# blaupunt standard sat nav 748



## dave-rsvr (Aug 8, 2010)

i have triedto use the standard sat nav in my 06 748 but cannot find anyway to insert a full postcode.
anyone know how to do it,i have read the manual but it is no help


----------



## teemyob (Nov 22, 2005)

*Standard Blaupunkt*

What model of Sat Nav is it?

Hand Held Blaupunkt? Built-in Blaupunkt or Built-In Retrofit?
Do you have a picture or can you find one on google Images you can show me?

TM


----------



## dave-rsvr (Aug 8, 2010)

hi it is the Travel Pilot model,came as standard


----------



## teemyob (Nov 22, 2005)

*TravePilot*



dave-rsvr said:


> hi it is the Travel Pilot model,came as standard


TravelPilot is the name for a series, it will have an exact model number.

There are around 25 Models.

Have a look here!

But you will need your model number off the back.

Hope this helps?

TM


----------



## dave-rsvr (Aug 8, 2010)

it is the one in link the 'Exact model '
http://www.blaupunkt.de/fileadmin/user_upload/download/manuals/7612301021001_BA_DE.pdf


----------



## teemyob (Nov 22, 2005)

*bluespot*

Hello,

Blaupunkt have had a major shakeup.

You will have to email them in Germany for the English Manual in .pdf format that they will email back to you.

[email protected]

You can buy them on ebay

But why pay a fiver for what you can get for free?

Hoep this helps?

TM


----------



## dave-rsvr (Aug 8, 2010)

i have the manual but cannot get the full postcode in.
when you go through the options it doesnt seem to do as per the manual says.


----------



## teemyob (Nov 22, 2005)

*Software*



dave-rsvr said:


> i have the manual but cannot get the full postcode in.
> when you go through the options it doesnt seem to do as per the manual says.


It may well be that it has capability for full postcode, but your current disc may not support it.

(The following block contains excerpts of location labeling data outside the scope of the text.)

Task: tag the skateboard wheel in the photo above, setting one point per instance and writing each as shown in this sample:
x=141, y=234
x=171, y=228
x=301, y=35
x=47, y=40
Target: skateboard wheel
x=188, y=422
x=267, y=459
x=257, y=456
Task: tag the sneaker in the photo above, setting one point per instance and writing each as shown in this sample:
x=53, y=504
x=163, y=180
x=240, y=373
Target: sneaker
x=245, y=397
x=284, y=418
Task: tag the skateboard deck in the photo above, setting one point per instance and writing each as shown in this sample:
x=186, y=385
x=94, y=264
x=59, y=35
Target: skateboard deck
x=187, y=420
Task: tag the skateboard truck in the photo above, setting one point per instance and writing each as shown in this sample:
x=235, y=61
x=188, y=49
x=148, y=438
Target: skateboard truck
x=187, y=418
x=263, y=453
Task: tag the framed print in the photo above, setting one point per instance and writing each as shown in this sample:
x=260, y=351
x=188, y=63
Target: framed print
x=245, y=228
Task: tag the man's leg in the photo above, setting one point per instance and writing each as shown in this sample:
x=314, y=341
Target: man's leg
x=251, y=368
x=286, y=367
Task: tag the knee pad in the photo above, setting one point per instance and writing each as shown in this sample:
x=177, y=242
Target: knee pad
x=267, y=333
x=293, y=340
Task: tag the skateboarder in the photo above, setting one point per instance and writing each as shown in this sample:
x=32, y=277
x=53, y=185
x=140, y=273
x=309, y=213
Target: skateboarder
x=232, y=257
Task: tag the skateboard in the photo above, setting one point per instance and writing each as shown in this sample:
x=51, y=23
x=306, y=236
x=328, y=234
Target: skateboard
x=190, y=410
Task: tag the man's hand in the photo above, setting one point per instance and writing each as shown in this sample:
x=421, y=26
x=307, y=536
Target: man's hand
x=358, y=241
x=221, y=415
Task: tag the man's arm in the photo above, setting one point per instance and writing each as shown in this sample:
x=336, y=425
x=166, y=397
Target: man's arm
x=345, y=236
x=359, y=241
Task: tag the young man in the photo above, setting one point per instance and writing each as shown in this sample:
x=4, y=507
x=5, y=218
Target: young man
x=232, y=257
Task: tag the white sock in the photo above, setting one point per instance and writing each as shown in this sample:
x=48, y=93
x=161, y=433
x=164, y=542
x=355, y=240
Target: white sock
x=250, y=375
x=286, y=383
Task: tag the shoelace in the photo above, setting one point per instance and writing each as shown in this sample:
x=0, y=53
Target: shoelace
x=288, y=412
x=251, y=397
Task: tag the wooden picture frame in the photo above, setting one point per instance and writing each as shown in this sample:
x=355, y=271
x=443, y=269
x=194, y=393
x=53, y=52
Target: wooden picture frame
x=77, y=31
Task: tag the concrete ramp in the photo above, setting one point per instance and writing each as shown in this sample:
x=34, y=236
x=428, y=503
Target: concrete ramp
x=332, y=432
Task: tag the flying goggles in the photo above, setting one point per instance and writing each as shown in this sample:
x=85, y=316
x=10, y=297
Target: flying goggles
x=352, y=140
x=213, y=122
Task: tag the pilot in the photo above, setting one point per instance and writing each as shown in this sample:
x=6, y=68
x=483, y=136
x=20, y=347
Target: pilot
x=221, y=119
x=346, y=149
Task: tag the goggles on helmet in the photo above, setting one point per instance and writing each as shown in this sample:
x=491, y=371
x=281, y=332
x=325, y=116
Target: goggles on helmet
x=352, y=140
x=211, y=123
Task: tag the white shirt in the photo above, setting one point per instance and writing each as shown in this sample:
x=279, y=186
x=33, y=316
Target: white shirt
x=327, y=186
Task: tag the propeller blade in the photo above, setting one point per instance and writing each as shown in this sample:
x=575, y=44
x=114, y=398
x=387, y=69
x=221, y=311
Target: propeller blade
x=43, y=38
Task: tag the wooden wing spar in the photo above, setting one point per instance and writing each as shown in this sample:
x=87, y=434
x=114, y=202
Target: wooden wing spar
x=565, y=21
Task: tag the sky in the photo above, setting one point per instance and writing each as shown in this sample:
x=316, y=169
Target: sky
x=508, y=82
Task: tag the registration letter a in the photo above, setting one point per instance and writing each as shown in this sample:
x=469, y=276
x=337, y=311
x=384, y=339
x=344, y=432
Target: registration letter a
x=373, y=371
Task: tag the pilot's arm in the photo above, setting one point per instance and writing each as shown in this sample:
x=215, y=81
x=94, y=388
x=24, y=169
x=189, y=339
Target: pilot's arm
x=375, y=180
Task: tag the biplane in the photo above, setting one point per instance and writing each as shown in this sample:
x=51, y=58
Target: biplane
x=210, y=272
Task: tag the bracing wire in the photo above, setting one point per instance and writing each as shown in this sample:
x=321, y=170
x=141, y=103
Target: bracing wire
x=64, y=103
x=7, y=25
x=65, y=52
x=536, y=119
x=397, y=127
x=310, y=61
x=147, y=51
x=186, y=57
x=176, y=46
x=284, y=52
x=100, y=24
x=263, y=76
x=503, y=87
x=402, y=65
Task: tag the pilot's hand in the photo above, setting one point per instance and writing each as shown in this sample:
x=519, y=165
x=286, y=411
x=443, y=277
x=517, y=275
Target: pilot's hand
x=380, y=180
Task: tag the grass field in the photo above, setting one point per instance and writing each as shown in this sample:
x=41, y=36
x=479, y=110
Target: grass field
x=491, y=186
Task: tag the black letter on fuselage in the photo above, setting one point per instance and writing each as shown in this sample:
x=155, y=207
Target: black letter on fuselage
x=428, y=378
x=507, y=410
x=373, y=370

Or the full post codes may only apply to Germany for example.

My previous Disc in one of my systems only supported for Example

MK1

It then updated to

MK1 1XX

With the next update

and Finally will now accept

MK1 1NA which gives the road/street rather than a list.

What year is the disc?

IS it the older Teleatlas?

TM


----------



## dave-rsvr (Aug 8, 2010)

hi,
it is a tele atlas 2006 europe.
i can put 2 letters in and see the space symbol which you would use after the 3rd digit but if i put the 3rd digit in that symbol disappears and i can go no further if that makes sense


----------



## teemyob (Nov 22, 2005)

*Normally*

Normally if the software is teleatlas....

After you enter for example MK1

You would get a list

MK1 1
MK1 2
MK1 3
MK1 4
MK1 5

Etc

The UK Postcodes are made up of

MK = Area
1 = District
Then The Sector followed by the unit.

As far as I am aware. Teleatlas did not add the sector until around 2007/8 Disc Issue.

TM
I think Teleatlas for the uk only introduced the


----------



## dave-rsvr (Aug 8, 2010)

mmm so being thick then how would you ever find anywhere using the sat nav then


----------



## teemyob (Nov 22, 2005)

*Find*



dave-rsvr said:


> mmm so being thick then how would you ever find anywhere using the sat nav then


Not thick.

What happens is........

If (as an example) you could only input

MK1 (for postcode)

all the Roads/Streets/Avenues in that postcode would then come up in the list for that area.

If you can then input

MK1 1

This would narrow the list down some

Full Postal code

MK1 1NA

Would bring up just that street

With me?

Where do you live?

TM


----------



## dave-rsvr (Aug 8, 2010)

i live in luton.
i will have another play with it.
most places i will use it for are remote as they are motox tracks which some can be hard to find without sat nav


----------